Full confession: I have a Facebook.
But I really really hate Facebook. It's not so much the principle of the site that I hate, so much as certain things with the way it's implemented.
First, I hate certain privacy settings. They recently changed the way to choose your settings, which is nice because it gives you more options. But certain defaults are not palatable. There is no way to hide who your friends are and what pages you've become fans of from anyone searching you - and advertisers. And certain details, like 'website', were automatically set to be viewable by everyone - you have to change it to prevent that. You also have to change a setting to prevent your information and profile photo being used in ads aimed at your friends.
Second, the design is clunky. The news feed is a very limited (too limited) feed, and the live feed is the exact opposite - an electronic diarhhea of every single things your friends do. I don't want to see what groups they join, what applications they use, or what they say wall-to-wall. All I want to see is what statuses they post, and maybe when they post pictures or whatever. I liked the old design - a single page that showed all your friends (by last name, not first), their most recent status, and whether they'd updated their profile recently. Simpler and better. Less like #$%$^ing twitter.

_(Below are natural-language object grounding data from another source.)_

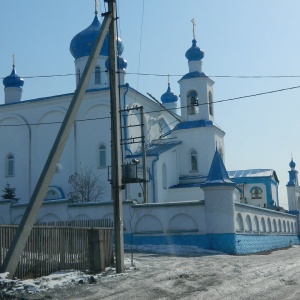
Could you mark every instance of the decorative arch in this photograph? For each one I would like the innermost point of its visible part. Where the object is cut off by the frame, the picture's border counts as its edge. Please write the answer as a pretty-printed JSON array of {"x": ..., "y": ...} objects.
[
  {"x": 148, "y": 224},
  {"x": 193, "y": 160},
  {"x": 164, "y": 176},
  {"x": 279, "y": 226},
  {"x": 182, "y": 223},
  {"x": 210, "y": 101},
  {"x": 248, "y": 223},
  {"x": 10, "y": 165},
  {"x": 97, "y": 75},
  {"x": 256, "y": 224},
  {"x": 102, "y": 155},
  {"x": 263, "y": 224},
  {"x": 239, "y": 222},
  {"x": 269, "y": 225}
]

Third, the programming is clearly a kludge. It takes forever to load, and often there's timing problems with the feeds - they'll repeat after 25 posts, or only show a few with no way to expand the feed. Bloody annoying.
That said, Facebook can be very useful. I use it to get updates from Madcow and Aerotech, and it's useful for communicating with my friends. It's also useful for keeping in touch with relatives and friends that you don't see much. Even though when you do talk to them, it's often bad, like tonight. I learned from a friend that a guy I knew, who I was on the CT state ARML team with, passed away today in a bus accident. Great guy - ridiculously smart. Made me look like a fool when he got to working on a difficult problem. Vikas Parikh, we won't forget you.